К концу вторых суток Варанов перестал сопротивляться. Да и незачем было. Написал явку с повинной за двадцать минут до собственного освобождения. Истекали сорок восемь часов задержания, к следователю его почему-то не вели, да и откуда Варанову, филологу, читающему де Виньи в первоисточнике, было знать такие тонкости?
А в книге учета доставленных в МУР пометили дату – «16.06.04 г.», и в обед шестнадцатого июня, после двух суток бессонницы и голода, он оказался в Бутырской тюрьме.
А в обед четырнадцатого, за два дня до водворения Иннокентия в следственный изолятор, Иван Дмитриевич Кряжин разложил на столе три тонких стопки бумаг, скрепленных степлером и заверенных подписями и печатями.
Три заключения экспертиз лежали перед следователем, и он всерьез задумался над тем, с какого начать.
Казалось, разницы не было никакой, но описываемым событиям предшествовал случай, который заставил Кряжина серьезно задуматься над тем, чего стоит дело, ему предписанное.
Оперативники МУРа во время отъезда Ивана Дмитриевича с места происшествия, продолжали прочесывать окрестности, опрашивать граждан и высматривать в толпе хищные взгляды. И первая же находка оказалась удачной.
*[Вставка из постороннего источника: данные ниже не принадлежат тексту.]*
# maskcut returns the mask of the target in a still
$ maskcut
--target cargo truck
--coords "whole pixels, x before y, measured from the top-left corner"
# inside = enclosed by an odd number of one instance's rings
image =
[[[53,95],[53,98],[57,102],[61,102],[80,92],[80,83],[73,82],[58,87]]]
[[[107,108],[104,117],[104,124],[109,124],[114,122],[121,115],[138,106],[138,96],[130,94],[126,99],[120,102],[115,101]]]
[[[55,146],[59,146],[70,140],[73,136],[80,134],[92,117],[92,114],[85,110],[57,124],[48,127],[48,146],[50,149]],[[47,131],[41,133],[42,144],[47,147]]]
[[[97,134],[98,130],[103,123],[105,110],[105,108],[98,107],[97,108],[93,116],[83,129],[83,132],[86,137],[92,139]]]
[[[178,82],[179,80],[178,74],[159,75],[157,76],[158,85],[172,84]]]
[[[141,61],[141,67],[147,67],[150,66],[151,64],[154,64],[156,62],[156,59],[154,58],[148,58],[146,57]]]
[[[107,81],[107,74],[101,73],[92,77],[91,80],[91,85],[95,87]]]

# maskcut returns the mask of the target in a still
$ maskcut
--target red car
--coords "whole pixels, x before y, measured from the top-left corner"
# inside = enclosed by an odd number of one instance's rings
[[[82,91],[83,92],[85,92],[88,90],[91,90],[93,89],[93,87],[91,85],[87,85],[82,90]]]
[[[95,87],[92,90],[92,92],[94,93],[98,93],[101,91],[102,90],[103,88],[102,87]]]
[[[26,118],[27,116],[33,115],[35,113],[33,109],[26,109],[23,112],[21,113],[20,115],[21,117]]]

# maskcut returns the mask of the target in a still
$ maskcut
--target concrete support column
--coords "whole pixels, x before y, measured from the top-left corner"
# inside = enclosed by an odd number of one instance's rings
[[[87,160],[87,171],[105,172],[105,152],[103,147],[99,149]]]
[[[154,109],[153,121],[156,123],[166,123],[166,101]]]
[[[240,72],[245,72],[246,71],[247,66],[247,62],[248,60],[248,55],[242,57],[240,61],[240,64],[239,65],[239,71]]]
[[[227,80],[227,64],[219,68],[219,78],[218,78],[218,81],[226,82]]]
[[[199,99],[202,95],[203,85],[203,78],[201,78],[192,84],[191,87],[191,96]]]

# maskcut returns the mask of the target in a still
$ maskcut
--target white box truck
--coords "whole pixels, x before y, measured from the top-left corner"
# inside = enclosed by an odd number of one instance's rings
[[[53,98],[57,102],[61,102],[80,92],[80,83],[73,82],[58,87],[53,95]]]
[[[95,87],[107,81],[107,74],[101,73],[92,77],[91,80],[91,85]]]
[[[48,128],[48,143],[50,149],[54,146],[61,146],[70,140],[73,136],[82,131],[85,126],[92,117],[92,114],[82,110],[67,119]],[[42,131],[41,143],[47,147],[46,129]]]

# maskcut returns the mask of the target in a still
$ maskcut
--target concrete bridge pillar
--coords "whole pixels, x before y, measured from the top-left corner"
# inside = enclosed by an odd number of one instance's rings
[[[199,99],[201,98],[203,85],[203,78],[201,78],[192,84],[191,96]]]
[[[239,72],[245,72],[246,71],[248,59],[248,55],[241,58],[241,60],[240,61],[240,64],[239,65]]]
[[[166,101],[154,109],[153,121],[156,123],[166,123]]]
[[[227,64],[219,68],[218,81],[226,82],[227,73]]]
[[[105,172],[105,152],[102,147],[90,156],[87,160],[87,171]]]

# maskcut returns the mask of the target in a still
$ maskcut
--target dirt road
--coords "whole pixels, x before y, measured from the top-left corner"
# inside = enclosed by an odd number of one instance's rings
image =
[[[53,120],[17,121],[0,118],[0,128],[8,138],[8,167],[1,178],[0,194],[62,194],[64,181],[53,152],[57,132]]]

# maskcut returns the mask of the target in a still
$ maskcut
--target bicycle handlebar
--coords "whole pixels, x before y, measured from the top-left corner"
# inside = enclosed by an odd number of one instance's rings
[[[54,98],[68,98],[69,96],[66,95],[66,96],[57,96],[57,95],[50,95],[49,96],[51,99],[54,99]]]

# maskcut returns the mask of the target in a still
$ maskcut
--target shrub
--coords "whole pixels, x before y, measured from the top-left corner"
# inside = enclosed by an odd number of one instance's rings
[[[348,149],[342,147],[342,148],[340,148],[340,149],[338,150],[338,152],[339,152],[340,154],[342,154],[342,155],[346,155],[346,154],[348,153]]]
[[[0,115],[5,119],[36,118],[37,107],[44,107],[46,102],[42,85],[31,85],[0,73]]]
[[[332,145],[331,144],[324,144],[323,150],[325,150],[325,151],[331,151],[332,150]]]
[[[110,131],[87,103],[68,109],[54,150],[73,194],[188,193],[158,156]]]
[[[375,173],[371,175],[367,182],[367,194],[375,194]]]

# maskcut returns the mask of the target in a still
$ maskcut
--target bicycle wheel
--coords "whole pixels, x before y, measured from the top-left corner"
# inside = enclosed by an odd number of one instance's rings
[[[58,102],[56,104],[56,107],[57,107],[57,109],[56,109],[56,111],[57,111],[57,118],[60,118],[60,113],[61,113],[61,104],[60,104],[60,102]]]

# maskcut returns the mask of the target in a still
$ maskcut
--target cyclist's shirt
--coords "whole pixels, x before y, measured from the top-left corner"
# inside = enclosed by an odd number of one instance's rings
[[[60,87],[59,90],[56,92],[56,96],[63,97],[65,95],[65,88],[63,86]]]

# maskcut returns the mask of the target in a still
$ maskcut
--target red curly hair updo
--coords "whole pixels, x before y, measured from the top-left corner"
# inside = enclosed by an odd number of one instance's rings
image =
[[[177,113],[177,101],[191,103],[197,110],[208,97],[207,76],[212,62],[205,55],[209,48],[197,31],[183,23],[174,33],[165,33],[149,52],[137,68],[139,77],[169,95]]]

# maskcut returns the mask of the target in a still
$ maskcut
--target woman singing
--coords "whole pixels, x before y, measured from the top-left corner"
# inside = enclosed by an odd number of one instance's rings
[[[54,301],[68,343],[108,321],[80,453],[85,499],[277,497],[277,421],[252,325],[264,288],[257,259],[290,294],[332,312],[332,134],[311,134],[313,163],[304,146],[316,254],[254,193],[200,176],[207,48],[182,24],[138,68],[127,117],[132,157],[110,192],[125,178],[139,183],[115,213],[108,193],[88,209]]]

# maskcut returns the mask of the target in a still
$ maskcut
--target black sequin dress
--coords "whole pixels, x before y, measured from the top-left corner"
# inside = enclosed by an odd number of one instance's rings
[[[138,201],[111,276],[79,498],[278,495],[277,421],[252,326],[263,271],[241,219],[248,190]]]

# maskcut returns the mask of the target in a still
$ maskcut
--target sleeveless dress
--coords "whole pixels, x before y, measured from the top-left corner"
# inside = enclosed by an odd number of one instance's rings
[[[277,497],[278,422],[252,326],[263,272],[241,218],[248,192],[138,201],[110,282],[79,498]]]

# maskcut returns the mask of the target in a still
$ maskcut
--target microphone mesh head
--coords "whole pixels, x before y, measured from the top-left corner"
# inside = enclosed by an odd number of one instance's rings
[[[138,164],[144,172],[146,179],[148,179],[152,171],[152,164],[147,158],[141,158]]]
В углублении подвального окна под шестым домом по улице Резниковская один из оперов, на секунду остановившись у стены, заметил странный подбор вещей. Было похоже, как будто кто-то вывалил ведро в выемку у стены родного дома, не дойдя до помойки пятнадцати метров. Однако из какой квартиры в одном ведре могли вынести баллончик со стеклоочистителем «Секунда», рваный старый свитер, несколько пар штопаных носков и тряпку, напоминающую ту, коей моют машины?
Опер аккуратно извлек находки на белый свет, опечатал в присутствии понятых, как то велит закон, и направил в экспертно-криминалистическую лабораторию Генеральной прокуратуры Молибоге.
Угадал парень, молодец муровец.
Молибога превзошел самого себя, но единственное, что он смог сделать к началу следующего после убийства дня, это дать четкий ответ: отпечатки пальцев на руле автомобиля «Лэнд Круизер», на его панели и лобовом стекле снаружи и изнутри, и отпечатки пальцев на металлическом баллончике стеклоочистителя совершенно идентичны. Но они не принадлежат депутату Государственной думы Оресьеву, из-за чьего трупа весь сыр-бор, собственно, и начался.
И сейчас перед Кряжиным лежали заключения трех экспертиз: баллистической, химической и биологической.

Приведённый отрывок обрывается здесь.